Locally, those stories included Travis County District Attorney Rosemary Lehmberg’s drunken driving arrest (she says she won’t resign but I think she will; she just hasn’t worked through the stages of resignation yet) and former Williamson County District Attorney Ken Anderson’s arrest after a special court of inquiry found he hid evidence that might have exonerated Michael Morton and spared him from serving 25 years in prison for a crime he didn’t commit. And nationally, several gun proposals in the Senate failed to get the 60 votes needed to move forward, an Elvis impersonator was accused of sending letters laced with ricin to the White House and Congress, and the Supreme Court sided with the Fourth Amendment by ruling police must obtain a search warrant before drawing blood from a suspected drunken driver.

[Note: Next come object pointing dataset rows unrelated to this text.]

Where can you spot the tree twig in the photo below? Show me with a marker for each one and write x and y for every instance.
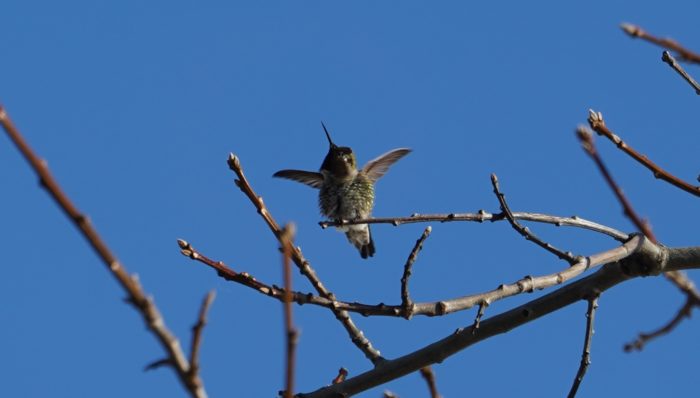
(429, 376)
(595, 120)
(683, 53)
(356, 335)
(483, 216)
(135, 293)
(586, 355)
(588, 145)
(644, 338)
(525, 232)
(527, 284)
(406, 302)
(291, 332)
(668, 58)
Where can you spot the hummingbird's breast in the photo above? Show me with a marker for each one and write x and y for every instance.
(347, 200)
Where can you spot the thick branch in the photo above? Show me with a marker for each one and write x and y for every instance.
(435, 308)
(648, 259)
(136, 296)
(683, 53)
(354, 332)
(668, 58)
(197, 332)
(586, 356)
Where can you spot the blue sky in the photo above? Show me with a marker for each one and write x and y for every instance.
(136, 106)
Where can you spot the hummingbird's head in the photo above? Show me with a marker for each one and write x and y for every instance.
(340, 161)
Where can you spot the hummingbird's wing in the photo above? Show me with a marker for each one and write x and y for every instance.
(375, 169)
(310, 178)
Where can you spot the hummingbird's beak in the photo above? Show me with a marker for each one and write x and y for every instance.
(328, 136)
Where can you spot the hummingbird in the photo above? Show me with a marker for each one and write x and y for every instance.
(346, 193)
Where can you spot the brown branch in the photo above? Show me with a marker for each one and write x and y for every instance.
(644, 338)
(291, 332)
(353, 331)
(668, 58)
(406, 302)
(586, 356)
(197, 332)
(595, 120)
(683, 53)
(429, 376)
(342, 374)
(135, 293)
(586, 138)
(679, 279)
(483, 216)
(648, 259)
(527, 284)
(525, 232)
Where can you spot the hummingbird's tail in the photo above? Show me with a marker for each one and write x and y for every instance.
(361, 237)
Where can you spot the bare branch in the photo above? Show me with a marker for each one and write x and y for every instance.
(668, 58)
(290, 331)
(197, 333)
(355, 334)
(406, 302)
(482, 216)
(588, 144)
(644, 338)
(586, 356)
(135, 293)
(342, 374)
(683, 53)
(429, 376)
(595, 120)
(525, 232)
(479, 315)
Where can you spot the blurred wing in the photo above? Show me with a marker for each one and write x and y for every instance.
(310, 178)
(375, 169)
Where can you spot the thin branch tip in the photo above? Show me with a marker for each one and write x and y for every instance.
(632, 30)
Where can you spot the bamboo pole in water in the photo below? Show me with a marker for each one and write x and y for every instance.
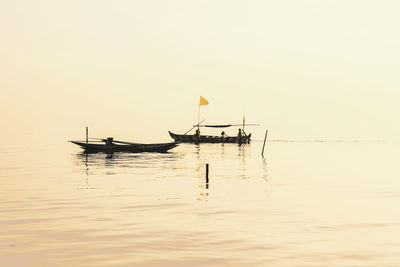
(265, 138)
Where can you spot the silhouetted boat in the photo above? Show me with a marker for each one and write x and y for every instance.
(196, 138)
(111, 145)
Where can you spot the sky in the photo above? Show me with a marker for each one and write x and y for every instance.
(303, 69)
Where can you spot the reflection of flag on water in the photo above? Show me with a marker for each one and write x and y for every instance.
(203, 101)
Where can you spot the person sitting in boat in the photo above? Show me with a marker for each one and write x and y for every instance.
(240, 133)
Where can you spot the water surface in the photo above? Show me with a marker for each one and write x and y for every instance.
(303, 204)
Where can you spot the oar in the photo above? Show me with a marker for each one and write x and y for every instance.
(194, 127)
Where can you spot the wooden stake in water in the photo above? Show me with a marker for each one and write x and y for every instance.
(207, 173)
(265, 138)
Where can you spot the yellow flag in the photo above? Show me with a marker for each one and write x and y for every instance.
(203, 101)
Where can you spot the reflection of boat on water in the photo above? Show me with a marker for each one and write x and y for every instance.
(110, 145)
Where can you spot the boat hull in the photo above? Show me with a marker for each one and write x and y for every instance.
(210, 139)
(134, 148)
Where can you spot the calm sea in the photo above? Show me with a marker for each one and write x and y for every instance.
(307, 203)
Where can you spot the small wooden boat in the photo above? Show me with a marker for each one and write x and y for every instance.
(111, 146)
(196, 138)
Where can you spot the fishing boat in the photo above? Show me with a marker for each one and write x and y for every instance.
(197, 138)
(110, 146)
(240, 138)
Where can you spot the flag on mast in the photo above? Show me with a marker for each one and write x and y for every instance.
(203, 101)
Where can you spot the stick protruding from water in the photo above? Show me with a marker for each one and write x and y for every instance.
(265, 139)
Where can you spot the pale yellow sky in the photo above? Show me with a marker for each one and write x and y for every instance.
(303, 69)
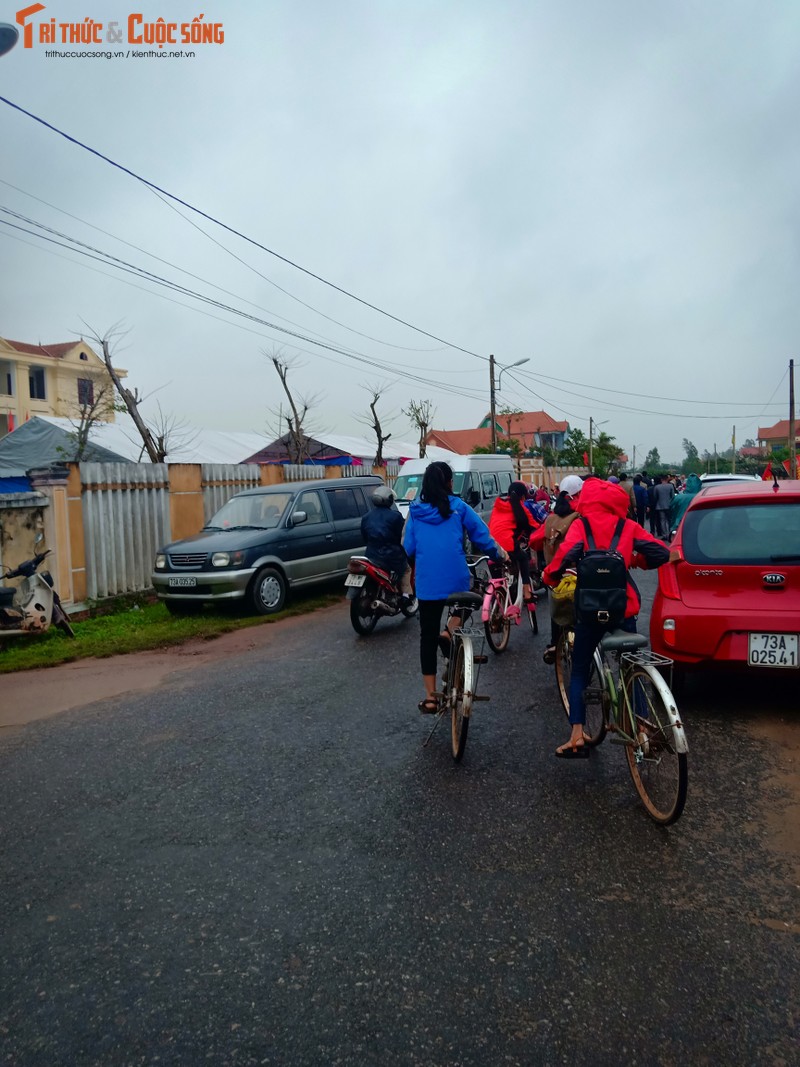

I wrote a column for today’s paper touching on a couple of thoughts I’ve been processing since last week’s Boston Marathon bombing. There are many other issues to ponder. Just to follow up the column with a few related items:

The Washington Post published a useful story last week headlined “Eight facts about terrorism in the United States.” The Post story relies in part on a report by the National Consortium for the Study of Terrorism and Responses to Terrorism, released in December. The short takeaway: There were 226 fatal terror attacks in the U.S. between 1970 and 2011, with 21 fatal attacks occurring between 2001 and 2011. Bombs were the weapon of choice in most attacks.

The terror count includes the Fort Hood shootings but does not include most other mass shootings, since they largely fall outside the report’s definition of terrorism: “the threatened or actual use of illegal force and violence by a non-state actor to attain a political, economic, religious, or social goal through fear, coercion or intimidation.” It might not count as terrorism but your odds of being killed by a firearm are about 1 in 25,000. Your odds of being killed in a terrorist attack? About 1 in 20 million.